Low blow

As if you didn't know it already, the average domestic commission rate is in free fall, and it seems clear that it won't be long before the commission structure as we have known it shatters on the rocks below.

According to ARC figures for October, domestic base pay sank to 5.51%, down more than a full percentage point in a year's time and the lowest average rate taken at the point of sale in more than two decades.

In terms of dollars, agents pocketed domestic commissions amounting to $219 million in the month, down a depressing 13% despite the fact that retail sales of $6.29 billion on 141 airlines, three railroads and five other suppliers soared 8% over the previous October.

Worse yet, November's numbers -- which, unlike the October returns, will reflect the full impact of the latest round of pay cuts -- are all but certain to fall even lower.
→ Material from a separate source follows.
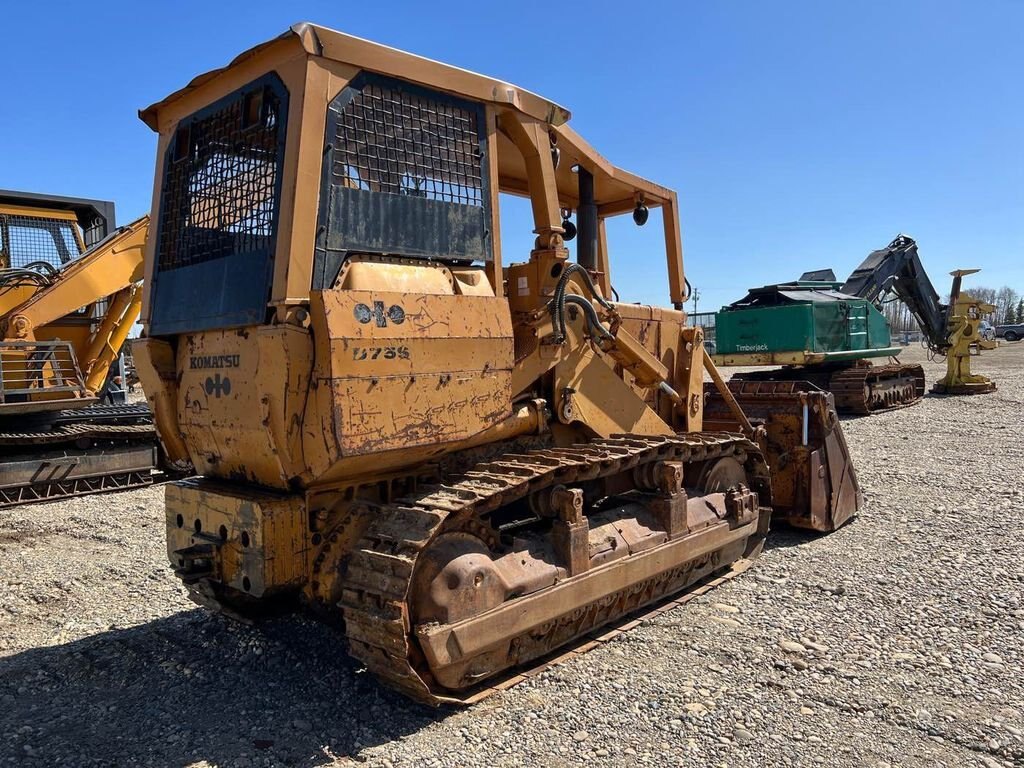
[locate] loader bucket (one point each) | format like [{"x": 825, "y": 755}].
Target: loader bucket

If it is true, as many maintain, that the airlines aim for nothing less than the dissolution of the travel agency distribution system, the precipitous descent of the domestic pay rate to the 5% level or below could prove the breaking point at which no amount of service fees, accounting tricks or overrides can keep black ink from turning red.

If the question is "How low can you go?" the answer for firms still stubbornly dependent on point-to-point sales might already be: no lower.

More help

In a recent editorial, we gave credit to three airline-owned CRSs that had made moves designed to ease the contractual obligations binding some travel agencies. To that list we want to add Amadeus, which recently boosted segment credits for nonair bookings and offered incentives for agents to move into electronic commerce.

It's not, after all, the end of caps and cuts, but every little bit helps.